The same two adverse effects claimed by the CPA were relied upon as 'substantial adverse effects' to the financial or property interests of the CPA, for the purposes of s.49 of the FOI Act.  For the same reasons given when considering s.45(1)(c), the Information Commissioner held that disclosure of the matter in issue could not reasonably be expected to have the adverse effects (substantial or otherwise) claimed by the CPA.  After reviewing relevant authorities, the Information Commissioner expressed the view that the adjective 'substantial' in the phrase 'substantial adverse effect' is used in the sense of grave, weighty, significant or serious. 
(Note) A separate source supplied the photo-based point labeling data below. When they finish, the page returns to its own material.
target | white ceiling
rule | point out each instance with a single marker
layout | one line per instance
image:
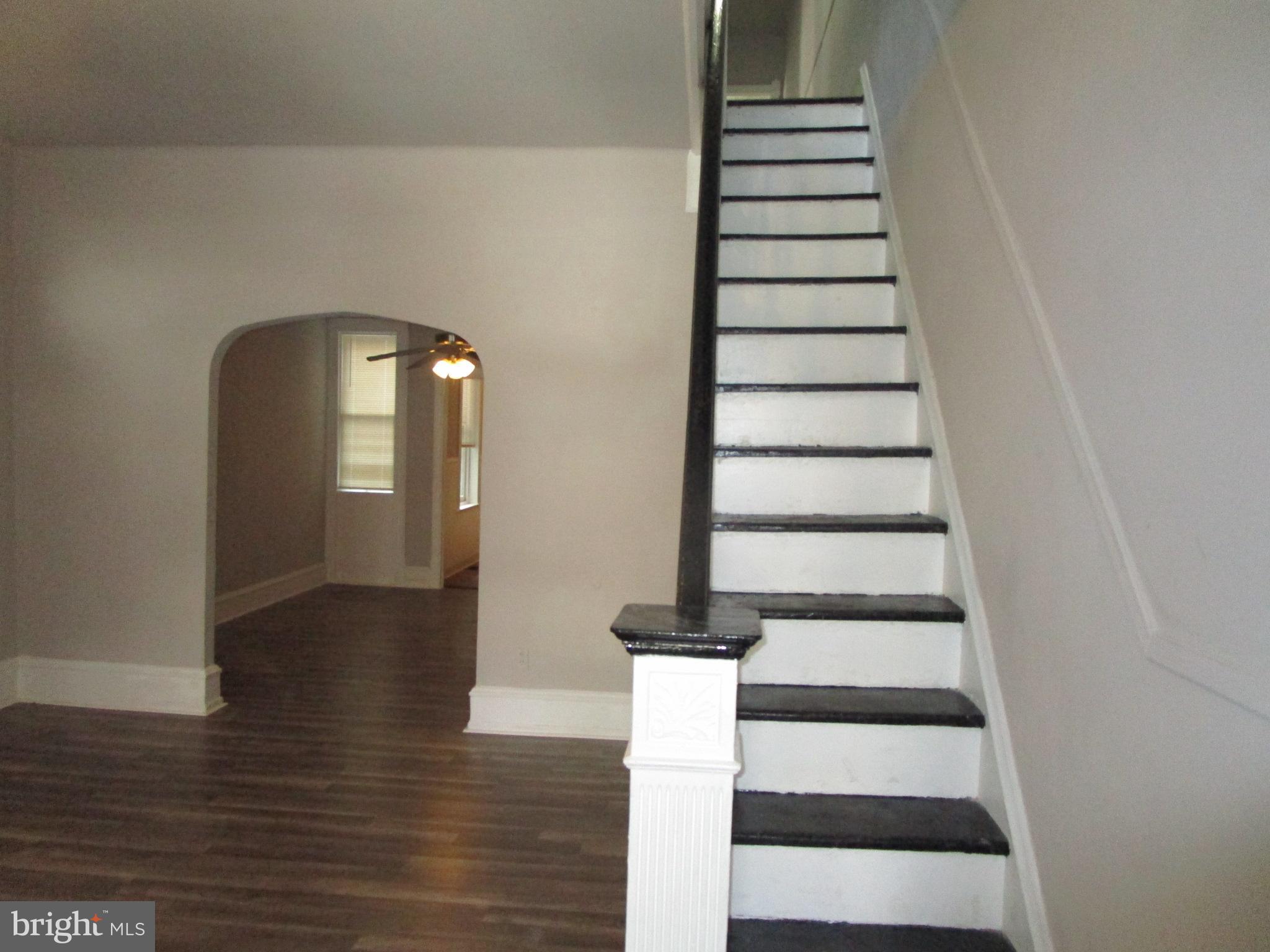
(374, 73)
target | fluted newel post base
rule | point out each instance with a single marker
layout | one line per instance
(682, 760)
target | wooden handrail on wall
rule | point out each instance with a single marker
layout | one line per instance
(693, 593)
(683, 753)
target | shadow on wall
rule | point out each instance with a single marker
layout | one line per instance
(327, 467)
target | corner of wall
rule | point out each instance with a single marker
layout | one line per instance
(8, 607)
(1025, 917)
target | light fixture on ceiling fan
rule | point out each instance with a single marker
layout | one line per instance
(451, 357)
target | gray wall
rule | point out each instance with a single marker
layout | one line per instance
(8, 637)
(1083, 207)
(271, 455)
(138, 263)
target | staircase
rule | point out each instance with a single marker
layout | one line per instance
(855, 824)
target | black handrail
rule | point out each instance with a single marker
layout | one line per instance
(693, 594)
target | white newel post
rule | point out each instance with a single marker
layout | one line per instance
(682, 758)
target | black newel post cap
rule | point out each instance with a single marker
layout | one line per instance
(662, 630)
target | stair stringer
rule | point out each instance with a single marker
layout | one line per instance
(1025, 920)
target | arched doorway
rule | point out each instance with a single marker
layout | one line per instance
(329, 474)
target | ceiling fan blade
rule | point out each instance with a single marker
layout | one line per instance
(402, 353)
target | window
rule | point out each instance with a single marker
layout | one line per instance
(367, 413)
(469, 442)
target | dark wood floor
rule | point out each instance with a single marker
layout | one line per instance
(335, 804)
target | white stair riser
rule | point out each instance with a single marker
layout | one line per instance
(890, 886)
(817, 218)
(797, 145)
(810, 116)
(812, 179)
(819, 358)
(830, 485)
(815, 418)
(856, 654)
(807, 305)
(860, 759)
(827, 179)
(793, 258)
(828, 563)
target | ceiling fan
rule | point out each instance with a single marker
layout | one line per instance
(451, 357)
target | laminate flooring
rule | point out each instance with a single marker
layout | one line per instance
(333, 805)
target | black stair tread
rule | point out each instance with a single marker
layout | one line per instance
(818, 329)
(931, 707)
(803, 236)
(796, 100)
(838, 197)
(856, 452)
(913, 522)
(845, 280)
(843, 609)
(826, 821)
(791, 130)
(853, 161)
(796, 936)
(907, 386)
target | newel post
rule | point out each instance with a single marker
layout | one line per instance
(682, 760)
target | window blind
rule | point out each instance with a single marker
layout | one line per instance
(469, 439)
(367, 412)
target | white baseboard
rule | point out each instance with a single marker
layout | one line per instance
(118, 687)
(9, 681)
(253, 598)
(595, 715)
(1039, 937)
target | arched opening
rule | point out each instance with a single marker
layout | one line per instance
(342, 494)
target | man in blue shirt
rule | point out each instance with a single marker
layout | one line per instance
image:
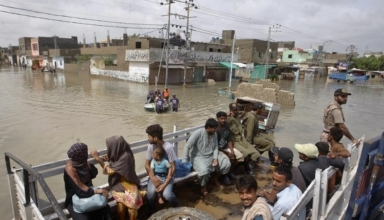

At paragraphs 153-182, the Information Commissioner considered the interpretation and application of s.48 of the FOI Act in its original form, ie, before it was amended by the Freedom of Information (Review of Secrecy Provision Exemption) Amendment Act 1994.  That analysis has no continuing significance in light of the amendments made to s.48. 

The CPA applied to the Supreme Court for judicial review of my decision, but withdrew its application a few days prior to a scheduled hearing.  There was a hearing on a contested issue as to payment of legal costs, resulting in a judgment given by Thomas J on 16 December 1994.  Thomas J expressed views on the extent to which participation by the Information Commissioner is appropriate in proceedings in which one of the Information Commissioner’s own decisions is subject to judicial review, notwithstanding the provision made by the legislature in s.99 of the FOI Act (Cairns Port Authority v F N Albietz, Information Commissioner (Queensland) and Ors, Sup. Ct of Qld, No.575 of 1994, 16 December 1994, unreported).